Sedangkan Reno yang di ceramahi juga di ejek, tinggal diam dan menelan ludah. Dengan di apit kedua laki-laki paruh baya itu.


"Sabar aja Ren , emang perempuan gitu. Suka banyak nyerocos," ucap abang Hendra.


"Papa setuju, emang perempuan selalu begitu. Setiap berkumpul, pasti tidak jauh dari banyak bicara," tambah papa Nando. Reno sendiri cuma menggeleng kepala, dengan tingkah kedua orang di dekatnya.


" Ara pasti seringkan, ngomel-ngomel?" tanya Abang Hendra, Reno cuma tersenyum dengan membayangkan omelan Ara , yang berapa hari ini jarang dia keluarkan. Karena masalah Anis, itu.


"Sudah abang tebak, itu ketularan bundamu. Banyak ngomel, biarpun kita cuma ngelakuin kesalahan kecil," ucap Abang Hendra lagi, Reno terkekeh kecil.


"Terus aja gosipin, kita! Nanti kita juga bakal gosipin, kalian," ujar neneknya menyelutuk.


"Betul nek , kita juga akan ngegosipin kejelekan kalian!" tambah mama Dewi.


"Reno enggak ikutan loh," sela Reno.


"Bilang aja kalau mau ikutan ngatain, kalau Ara itu ... cerewet!" ucap Ara dengan pandangan sengit, ke arah pak Reno.


"Siapa bilang? Kamu enggak cerewet," ucap Reno, berdiri dan menghampiri Ara.


"Alasan."


"Emang enggak cerewet, tapi cuma banyak 'ngomong'," ucap Reno dengan kedipan mata, menyebalkannya.


"Ish, tuhkan. Ngeselin mulu!" ucap Ara cemberut.


"Jangan cemberut, dong. Entar tambah__."


"Jelek?!" Reno mengangguk, tanpa bersalahnya. Ara semakin menceberutkan wajahnya, dengan bibir bawah yang yang di majukan.


"Mau saya, cium?" Ara terbelalak, "Nyebelin!" Ara mengangkat tangannya, dan memukul si pelaku. Tepat sasaran, belum lagi Reno menghindar, tangan Ara sudah jatuh ke perutnya. Tapi bukannya kesakitan, malah dia cuma terkekeh.


"Sepertinya kita di anggap, nyamuk!" celetuk abang Hendra. Ara dan Reno menatap ke empatnya, dengan senyuman malu.


"Eh, tunggu.

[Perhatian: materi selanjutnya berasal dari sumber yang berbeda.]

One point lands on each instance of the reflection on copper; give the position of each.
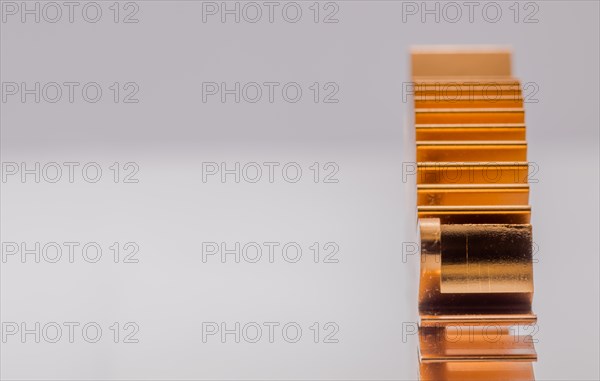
(476, 272)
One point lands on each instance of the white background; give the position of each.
(169, 53)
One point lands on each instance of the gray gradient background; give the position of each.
(169, 53)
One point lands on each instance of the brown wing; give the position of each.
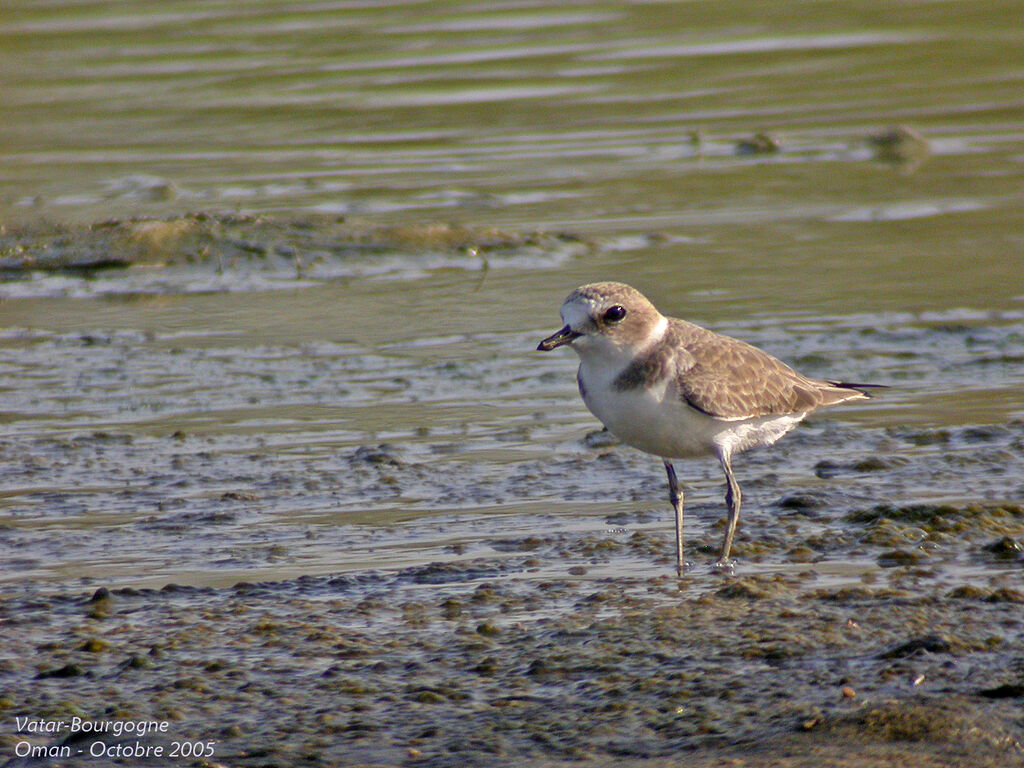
(730, 379)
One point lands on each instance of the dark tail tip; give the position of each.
(858, 387)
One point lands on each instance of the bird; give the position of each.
(676, 390)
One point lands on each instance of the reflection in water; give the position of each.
(312, 408)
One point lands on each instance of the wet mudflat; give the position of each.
(282, 473)
(482, 663)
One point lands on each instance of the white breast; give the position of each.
(657, 421)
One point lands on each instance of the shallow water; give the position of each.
(210, 422)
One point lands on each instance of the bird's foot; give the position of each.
(725, 565)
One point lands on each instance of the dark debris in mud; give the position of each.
(224, 240)
(477, 664)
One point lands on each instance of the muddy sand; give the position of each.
(493, 663)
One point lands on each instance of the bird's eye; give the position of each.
(614, 313)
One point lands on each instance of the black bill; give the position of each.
(557, 339)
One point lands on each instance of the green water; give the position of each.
(619, 121)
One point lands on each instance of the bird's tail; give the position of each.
(857, 387)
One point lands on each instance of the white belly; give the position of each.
(659, 422)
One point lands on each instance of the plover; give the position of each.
(677, 390)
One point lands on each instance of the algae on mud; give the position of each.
(480, 663)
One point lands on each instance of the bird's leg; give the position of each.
(732, 500)
(676, 497)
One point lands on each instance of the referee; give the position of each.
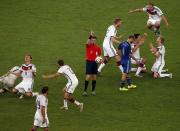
(92, 51)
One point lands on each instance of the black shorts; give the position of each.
(91, 67)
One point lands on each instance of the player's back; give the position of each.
(125, 48)
(41, 100)
(68, 73)
(27, 71)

Itu tangannya kenapa di, perban?" tanya neneknya , dengan memegang lengan Ara.


"I_ini, cuma kena gores pisau, ke_marin saat mau masak," ucap Ara berbohong. Dengan memandang ke arah Reno, yang sedang menatapnya juga. "Lain kali hati-hati," ucap neneknya, tanpa curiga sedikitpun.


Siang Harinya


Mereka menghabiskan siang hingga sore di rumah ini, dengan Ara yang selalu nempel di neneknya atau di abang Hendra juga Reno. Sekitar jam empat sore, Marvel Datang serta pak Gino. Ya seperti kata Marvel tadi, dan sekarang dia membawa pesanan Reya.


"Nih, pizza pesanan lo Dek."


"Thanks, Bang.


"Masih pusing?"


"Hmm, sedikit."


"Ada yang mau gue, omongin," bisik Marvel ke Reno. "Mas keluar bentar ya," ucap Reno, Ara cuma mengangguk.


Di luar


Pak Gino, Marvel dan Reno sekarang tengah duduk di teras rumah. "Mau bicara, apa?"


"Sedikit-sedikit, gue masih nyimpan curiga dengan Anis. Hmm, gue minta ... lo masih mesti hati-hati."


"Maksudnya, saat lo lagi jalan-jalan atau apa ... kalau Anis datang, lo mesti hati-hati. Bukannya gue mau su udzon, atau memprovokasi tapi __."


"Gue ngerti ke khawatiran lo, tenang aja," potong Reno.


"Tumben pake 'gue-lo?', biasa saya-kamu," ledek pak Gino.


"Oke, itu pesan gue," ucap Marvel, Reno mengangguk.